“Après 5 mois « d’abstinence » je vais enfin pouvoir retrouver l’excitation du départ” – Steve

15 septembre 2020

Depuis le 8 mars, date de ma dernière compétition, je n’avais jamais cessé de courir. En respectant les conditions fixées pendant le confinement mais avec, en filigrane, toujours l’espoir de pouvoir très vite de nouveau épingler un dossard. Pourtant, au fur et à mesure s’effaçaient tous ces rendez-vous annuels qui rythmaient mes entrainements : 10K de Paris-Saint Germain, 10K de l’Equipe, 15K du château de Versailles…

Malgré cela ma motivation et ma discipline d’entrainement sont restées intactes, l’une alimentant l’autre en cas de défaillance. Très vite j’ai demandé à mon coach Xrun, Xavier, de me concocter un plan d’entraînement de prépa marathon dans l’hypothèse où le marathon de Chicago en Octobre serait maintenu. Comme j’en ai toujours eu l’habitude il ne me restait plus qu’à caser un semi-marathon dans les 4 à 5 semaines qui précédent mon objectif.
Jamais cette tâche ne fut pourtant si compliquée !!!
C’est grâce à une recherche sur internet que j’ai atterrit sur le semi-marathon de Boissy-Mauvoisin dans les Yvelines. La course, limitée à 200 coureurs, me semblait idéale mais le peu d’inscrits jusqu’à la veille (32 coureurs !!!) me faisaient craindre une énième annulation de dernière minute. Ma préparation étant axée sur l’objectif marathon, à mes yeux, le semi reste une étape essentielle pour gérer l’alimentation, le stress…

J’ai donc enchaîné sorties longues, VMA, fractionnés, entrainements croisés sur vélo, renforcement musculaire pour déjouer tous les pronostics négatifs.

On y est, dimanche 13 Septembre… je consulte une dernière fois ma messagerie avant de prendre la route. Sauf à ce que la foudre soit tombée toute la nuit je vais enfin après 5 mois « d’abstinence » pouvoir retrouver l’excitation du départ, la gestion de l’allure, la stratégie de course.
La matinée est très ensoleillée et à 10h la température ne dépasse pas encore les 15°C.
Pour la première fois je ne sais pas grand-chose de ce semi excepté qu’il s’agit de 3 boucles de 7kms, pour des courses de 7, 14 et 21K.
Pour la première fois tout cela m’est bien égal !!!

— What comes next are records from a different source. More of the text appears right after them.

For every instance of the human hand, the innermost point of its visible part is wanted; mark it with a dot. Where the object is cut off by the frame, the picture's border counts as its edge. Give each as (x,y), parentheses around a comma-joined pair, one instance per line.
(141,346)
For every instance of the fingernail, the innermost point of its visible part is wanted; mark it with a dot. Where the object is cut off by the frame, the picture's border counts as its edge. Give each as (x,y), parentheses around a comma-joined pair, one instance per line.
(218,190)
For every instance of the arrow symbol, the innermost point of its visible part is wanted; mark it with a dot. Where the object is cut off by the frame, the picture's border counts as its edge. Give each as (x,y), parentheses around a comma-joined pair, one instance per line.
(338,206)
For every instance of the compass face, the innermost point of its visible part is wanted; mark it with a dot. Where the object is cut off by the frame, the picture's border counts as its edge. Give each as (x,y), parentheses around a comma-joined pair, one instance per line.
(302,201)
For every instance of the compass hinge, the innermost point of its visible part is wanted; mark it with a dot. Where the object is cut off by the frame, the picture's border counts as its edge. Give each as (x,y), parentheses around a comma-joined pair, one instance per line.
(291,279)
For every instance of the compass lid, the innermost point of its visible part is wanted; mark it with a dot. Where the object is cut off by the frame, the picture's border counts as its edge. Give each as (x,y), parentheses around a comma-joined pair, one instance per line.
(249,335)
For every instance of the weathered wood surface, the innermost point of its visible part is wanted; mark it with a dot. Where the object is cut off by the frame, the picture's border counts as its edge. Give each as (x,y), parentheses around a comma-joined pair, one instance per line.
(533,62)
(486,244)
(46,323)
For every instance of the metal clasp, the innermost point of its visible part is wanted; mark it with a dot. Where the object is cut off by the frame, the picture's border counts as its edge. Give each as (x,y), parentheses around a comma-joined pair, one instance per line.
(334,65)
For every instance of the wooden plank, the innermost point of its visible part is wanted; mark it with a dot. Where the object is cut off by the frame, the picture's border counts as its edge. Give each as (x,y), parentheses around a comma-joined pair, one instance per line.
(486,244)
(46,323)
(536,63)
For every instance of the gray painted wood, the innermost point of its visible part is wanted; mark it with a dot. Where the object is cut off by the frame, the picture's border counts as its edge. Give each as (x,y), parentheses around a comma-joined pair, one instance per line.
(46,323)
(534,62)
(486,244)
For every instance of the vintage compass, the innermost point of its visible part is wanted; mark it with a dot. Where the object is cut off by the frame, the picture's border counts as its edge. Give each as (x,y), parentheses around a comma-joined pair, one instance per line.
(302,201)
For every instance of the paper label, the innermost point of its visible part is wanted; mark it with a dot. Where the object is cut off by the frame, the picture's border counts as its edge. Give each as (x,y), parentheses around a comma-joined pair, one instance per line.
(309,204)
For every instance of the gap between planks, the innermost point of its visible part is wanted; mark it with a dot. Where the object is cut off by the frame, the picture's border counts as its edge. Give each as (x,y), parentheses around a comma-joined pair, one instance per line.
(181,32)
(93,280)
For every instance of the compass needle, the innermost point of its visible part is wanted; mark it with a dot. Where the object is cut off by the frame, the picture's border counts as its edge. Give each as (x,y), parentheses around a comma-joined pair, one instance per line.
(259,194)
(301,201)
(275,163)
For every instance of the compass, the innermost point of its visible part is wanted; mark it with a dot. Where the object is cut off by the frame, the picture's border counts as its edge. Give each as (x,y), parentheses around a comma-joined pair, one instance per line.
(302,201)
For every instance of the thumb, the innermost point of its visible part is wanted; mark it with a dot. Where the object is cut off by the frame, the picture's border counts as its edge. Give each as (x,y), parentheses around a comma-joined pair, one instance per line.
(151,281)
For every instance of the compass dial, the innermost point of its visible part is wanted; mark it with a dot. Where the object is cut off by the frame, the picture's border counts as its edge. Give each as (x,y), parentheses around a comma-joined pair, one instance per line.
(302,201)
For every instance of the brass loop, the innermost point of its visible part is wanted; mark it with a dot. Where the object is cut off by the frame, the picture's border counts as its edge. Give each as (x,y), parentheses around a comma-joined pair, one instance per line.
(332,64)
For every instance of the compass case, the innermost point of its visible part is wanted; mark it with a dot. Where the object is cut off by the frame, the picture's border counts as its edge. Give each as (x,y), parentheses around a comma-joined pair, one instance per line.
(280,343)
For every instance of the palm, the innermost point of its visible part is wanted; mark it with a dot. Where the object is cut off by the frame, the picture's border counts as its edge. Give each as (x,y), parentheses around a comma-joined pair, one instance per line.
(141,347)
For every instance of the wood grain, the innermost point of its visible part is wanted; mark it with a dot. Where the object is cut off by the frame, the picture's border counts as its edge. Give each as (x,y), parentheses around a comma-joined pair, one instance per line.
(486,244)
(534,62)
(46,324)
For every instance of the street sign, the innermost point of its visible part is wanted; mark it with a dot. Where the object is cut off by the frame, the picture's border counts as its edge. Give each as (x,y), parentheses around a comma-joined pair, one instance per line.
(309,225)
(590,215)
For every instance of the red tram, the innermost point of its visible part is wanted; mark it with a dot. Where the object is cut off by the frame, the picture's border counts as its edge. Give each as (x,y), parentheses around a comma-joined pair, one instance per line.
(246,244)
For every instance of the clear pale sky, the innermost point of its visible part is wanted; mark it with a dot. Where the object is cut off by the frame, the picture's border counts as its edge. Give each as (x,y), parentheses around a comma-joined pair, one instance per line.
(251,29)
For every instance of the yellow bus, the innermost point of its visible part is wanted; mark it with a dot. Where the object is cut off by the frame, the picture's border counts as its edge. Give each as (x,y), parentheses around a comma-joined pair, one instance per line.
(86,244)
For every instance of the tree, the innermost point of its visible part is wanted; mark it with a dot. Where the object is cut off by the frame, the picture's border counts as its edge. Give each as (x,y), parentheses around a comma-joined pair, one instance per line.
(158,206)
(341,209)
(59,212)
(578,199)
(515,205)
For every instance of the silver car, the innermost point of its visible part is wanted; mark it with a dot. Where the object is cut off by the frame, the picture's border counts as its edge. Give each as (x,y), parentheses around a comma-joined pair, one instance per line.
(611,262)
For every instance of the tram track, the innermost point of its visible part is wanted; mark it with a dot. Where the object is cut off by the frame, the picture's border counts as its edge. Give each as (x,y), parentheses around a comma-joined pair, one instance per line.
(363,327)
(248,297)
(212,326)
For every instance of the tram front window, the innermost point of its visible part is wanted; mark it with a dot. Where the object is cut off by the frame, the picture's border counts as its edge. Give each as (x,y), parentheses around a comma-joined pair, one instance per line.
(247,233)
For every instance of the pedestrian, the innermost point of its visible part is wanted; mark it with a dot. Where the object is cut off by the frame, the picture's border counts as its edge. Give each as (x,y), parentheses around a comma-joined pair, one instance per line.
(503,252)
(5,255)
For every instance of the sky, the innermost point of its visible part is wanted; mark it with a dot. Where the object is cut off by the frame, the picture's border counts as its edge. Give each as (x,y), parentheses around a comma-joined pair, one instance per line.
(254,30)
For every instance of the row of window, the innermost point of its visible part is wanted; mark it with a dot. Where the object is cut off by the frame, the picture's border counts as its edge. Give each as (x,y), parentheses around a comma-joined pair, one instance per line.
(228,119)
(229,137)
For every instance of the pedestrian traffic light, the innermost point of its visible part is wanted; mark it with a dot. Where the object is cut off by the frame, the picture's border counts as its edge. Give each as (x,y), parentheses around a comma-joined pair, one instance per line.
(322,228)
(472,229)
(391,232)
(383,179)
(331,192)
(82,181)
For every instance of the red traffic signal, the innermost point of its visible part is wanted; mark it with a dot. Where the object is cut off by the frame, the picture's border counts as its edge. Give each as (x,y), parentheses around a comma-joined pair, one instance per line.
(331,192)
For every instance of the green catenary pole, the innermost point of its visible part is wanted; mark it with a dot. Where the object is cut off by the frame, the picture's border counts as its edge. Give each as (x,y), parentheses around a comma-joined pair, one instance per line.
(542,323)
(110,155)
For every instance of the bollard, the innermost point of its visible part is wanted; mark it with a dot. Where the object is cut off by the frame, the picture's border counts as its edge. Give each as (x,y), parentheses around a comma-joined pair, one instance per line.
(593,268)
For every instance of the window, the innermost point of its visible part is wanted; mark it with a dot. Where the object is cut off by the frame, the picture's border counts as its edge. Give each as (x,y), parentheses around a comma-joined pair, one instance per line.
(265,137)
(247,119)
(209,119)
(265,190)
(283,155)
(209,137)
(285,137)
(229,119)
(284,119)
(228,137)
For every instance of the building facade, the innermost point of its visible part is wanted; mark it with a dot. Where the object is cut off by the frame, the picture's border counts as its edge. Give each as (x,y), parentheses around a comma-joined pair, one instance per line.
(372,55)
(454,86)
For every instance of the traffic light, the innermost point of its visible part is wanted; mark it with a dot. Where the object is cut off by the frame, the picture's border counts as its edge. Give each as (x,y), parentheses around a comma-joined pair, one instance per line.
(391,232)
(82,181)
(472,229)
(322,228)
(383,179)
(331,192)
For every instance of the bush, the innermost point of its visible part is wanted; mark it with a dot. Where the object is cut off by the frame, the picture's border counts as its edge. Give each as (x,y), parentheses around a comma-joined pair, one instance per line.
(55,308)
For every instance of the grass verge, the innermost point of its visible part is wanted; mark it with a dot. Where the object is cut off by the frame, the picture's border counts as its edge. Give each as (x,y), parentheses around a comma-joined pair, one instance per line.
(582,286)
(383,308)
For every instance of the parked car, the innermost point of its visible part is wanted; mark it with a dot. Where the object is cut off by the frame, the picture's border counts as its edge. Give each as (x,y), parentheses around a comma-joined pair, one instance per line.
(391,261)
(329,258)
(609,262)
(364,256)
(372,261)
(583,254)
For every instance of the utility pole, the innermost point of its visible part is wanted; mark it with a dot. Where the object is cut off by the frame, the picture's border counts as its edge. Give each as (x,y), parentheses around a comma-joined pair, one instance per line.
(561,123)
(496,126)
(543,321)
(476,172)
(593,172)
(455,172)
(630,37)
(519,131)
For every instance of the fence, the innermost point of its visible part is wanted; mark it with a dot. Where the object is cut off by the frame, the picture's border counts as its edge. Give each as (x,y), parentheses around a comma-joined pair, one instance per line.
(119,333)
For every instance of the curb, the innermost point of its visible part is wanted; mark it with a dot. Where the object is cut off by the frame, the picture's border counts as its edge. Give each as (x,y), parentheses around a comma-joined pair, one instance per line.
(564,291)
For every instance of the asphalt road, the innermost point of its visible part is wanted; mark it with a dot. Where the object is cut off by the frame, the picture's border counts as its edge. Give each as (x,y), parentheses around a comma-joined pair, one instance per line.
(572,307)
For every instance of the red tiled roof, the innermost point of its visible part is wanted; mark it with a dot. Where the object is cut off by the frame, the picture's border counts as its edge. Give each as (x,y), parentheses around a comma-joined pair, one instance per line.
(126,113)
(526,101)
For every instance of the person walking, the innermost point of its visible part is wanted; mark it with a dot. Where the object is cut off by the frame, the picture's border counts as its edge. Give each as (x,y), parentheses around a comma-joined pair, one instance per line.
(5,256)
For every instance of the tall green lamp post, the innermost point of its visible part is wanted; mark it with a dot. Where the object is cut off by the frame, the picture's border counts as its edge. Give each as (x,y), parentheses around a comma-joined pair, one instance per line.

J’ai bien mon masque lors du retrait du dossard et tout le monde respecte scrupuleusement les gestes barrière, protocole sanitaire OK.
Dès mon arrivée sur le site, j’ai été très surpris malgré le peu de participants par la qualité de l’organisation.
Des bénévoles dévoués, une très bonne humeur communicative sur la ligne de départ. J’avais presque l’impression de courir en famille.

Départ donné à la corne de brume et au bout de 400 mètres j’ai commencé à réaliser que je me venais de m’inscrire à un trail plus qu’à un bon vieux semi sur bitume.
Dénivelés, passages dans les sous-bois sur des sentiers cabossés et solitude quand, passés les premiers 7kms, le nombre de coureurs s’est mis à diminuer brutalement.
Personne devant, personne derrière, c’est très déroutant et ça oblige encore plus à se concentrer sur sa propre allure.
Bien sûr 3 boucles strictement identique cela peut paraître monotone mais je me suis à penser à tous ces 400m effectués à Lenglen (40 le mercredi qui a précédé la course) et tout cela est devenu très relatif !
Après une belle dernière montée sur 600 mètres je sprinte enfin pour arriver en 1h43 sur la ligne d’arrivée… Heureux !!!

En épilogue, le marathon de Chicago ayant été annulé je me suis reporté sur celui d’Amsterdam une semaine plus tard. Mais, surprise, il a été décalé à l’année prochaine.
J’ai déjà un autre marathon pour alimenter ma prépa, mais çà c’est une autre histoire.